Surrounding pipe 22 and in fluid-sealing relation thereto is a plastic sleeve 23. Surrounding plastic sleeve 23 and in fluid-sealing relation thereto is flexible plastic tube 24 whose leading ends extends to a predetermined level in the tank 10. Surrounding flexible plastic tube 24 within extension nipple 19 and "cross" pipe fitting 27 is an annular space 25. Annular space 25 is open to the tank itself in the area of the tank opening 5. Thus, cooler water from a lower portion of the tank, in the area of tank opening 5, is drawn into annular space 25 and becomes the cold water feed through line 14 to supplemental heating means 15. After this water is warmed by the supplemental heating means 15, it flows through line 16 into pipe 22 and then flows through flexible plastic tube 24. Thus, the hot water from the supplemental heating means is deposited directly to a warmer stratum of the hot water tank, away from the cool water outlet, without mixing with the cooler water in a lower location in tank 10. By depositing the hot water in a location away from annular space 25 and tank opening 5, a greater temperature difference is maintained between the inflow to, and the outflow from, the supplemental heating means 15. This is important where supplemental heating means 15 is a heat pump since a greater temperature differential between the inflow and outflow streams enhances the efficiency of the heat pump cycle.

Although the hot water tank 10 shown in FIG. 1 has a specific form and configuration, it should be appreciated that tank 10 may have other configurations for purposes of the present invention. For example, pressure-temperature relief valve 13 could also be located in the very top of tank 10 and tank bottom 18 could be "dish" shaped rather than the crowned bottom shown.

Similarly, flexible plastic tube 24 need not be as long as that shown in FIG. 1 in order to obtain high efficiencies, through large temperature differences between the incoming and outgoing water, in a supplemental heat pump. As long as the leading end of flexible plastic tube 24 is positioned far enough away from drain opening 5 to prevent mixing with, and warming of, the cool outgoing water, the objects of the present invention will be achieved. Furthermore, the crowned bottom 18 is not an essential element of the present invention. Although crowned bottom 18 presents an effective way of positioning the leading end of flexible plastic tube 24 at an upper predetermined level in the tank 10, this positioning can be achieved through other means, such as preforming the leading end of flexible plastic tube 24 with a slightly upward bend. Then tube 24 is then fed through extension nipple 19, it takes advantage of its preformed curvature and thereby deflects off the opposite tank side wall in an upward direction. Furthermore as was stated above, a long flexible plastic tube 24 is not necessary and a short tube extending to the opposite tank wall will be sufficient to achieve an efficient heat pump cycle.

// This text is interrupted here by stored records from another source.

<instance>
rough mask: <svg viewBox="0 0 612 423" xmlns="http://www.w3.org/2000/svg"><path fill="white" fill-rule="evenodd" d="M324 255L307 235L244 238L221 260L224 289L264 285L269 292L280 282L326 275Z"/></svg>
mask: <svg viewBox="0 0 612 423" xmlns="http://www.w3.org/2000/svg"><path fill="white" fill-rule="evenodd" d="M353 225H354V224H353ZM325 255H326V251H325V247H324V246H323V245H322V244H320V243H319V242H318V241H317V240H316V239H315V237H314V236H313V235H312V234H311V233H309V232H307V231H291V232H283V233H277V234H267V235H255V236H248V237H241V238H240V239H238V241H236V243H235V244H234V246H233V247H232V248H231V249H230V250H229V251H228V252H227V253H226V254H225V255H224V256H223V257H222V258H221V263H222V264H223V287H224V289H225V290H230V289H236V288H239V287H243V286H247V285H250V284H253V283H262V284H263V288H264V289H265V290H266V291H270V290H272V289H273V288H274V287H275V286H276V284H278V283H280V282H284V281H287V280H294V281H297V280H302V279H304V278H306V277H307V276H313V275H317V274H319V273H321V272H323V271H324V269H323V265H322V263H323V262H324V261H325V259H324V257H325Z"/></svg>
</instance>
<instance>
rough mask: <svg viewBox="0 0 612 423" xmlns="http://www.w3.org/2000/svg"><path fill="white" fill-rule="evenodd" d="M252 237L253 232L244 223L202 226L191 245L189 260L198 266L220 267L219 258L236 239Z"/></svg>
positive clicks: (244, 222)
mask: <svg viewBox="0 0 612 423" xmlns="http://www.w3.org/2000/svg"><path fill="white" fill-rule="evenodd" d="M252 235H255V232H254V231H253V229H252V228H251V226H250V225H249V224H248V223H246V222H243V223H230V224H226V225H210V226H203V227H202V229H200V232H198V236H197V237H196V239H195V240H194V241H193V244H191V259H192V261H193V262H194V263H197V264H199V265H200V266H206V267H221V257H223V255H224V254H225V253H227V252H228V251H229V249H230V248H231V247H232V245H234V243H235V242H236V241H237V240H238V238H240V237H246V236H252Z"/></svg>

A further variation of the present invention concerns pipe 22. Pipe 22 is shown as a rigid structure surrounded by a plastic sleeve 23 and further surrounded by flexible plastic tube 24. This arrangement is desirable when pipe 22 is composed of a corrodible material, such as copper for example, since sleeve 23 will inhibit electrolytic corrosion of pipe 22. However, it is within the scope of the invention to provide one long tube extending from annular plug 26 to a predetermined level in the hot water tank 10.

Although this invention has been described in connection with specific forms thereof, and with respect to specific steps of the methods herein involved, it will be appreciated that a wide variety of equivalents may be substituted for those specific elements shown and described herein, that certain features may be used independently of other features, and that certain parts and method steps may be reversed, all without departing from the spirit and scope of this invention as defined in the appended claims.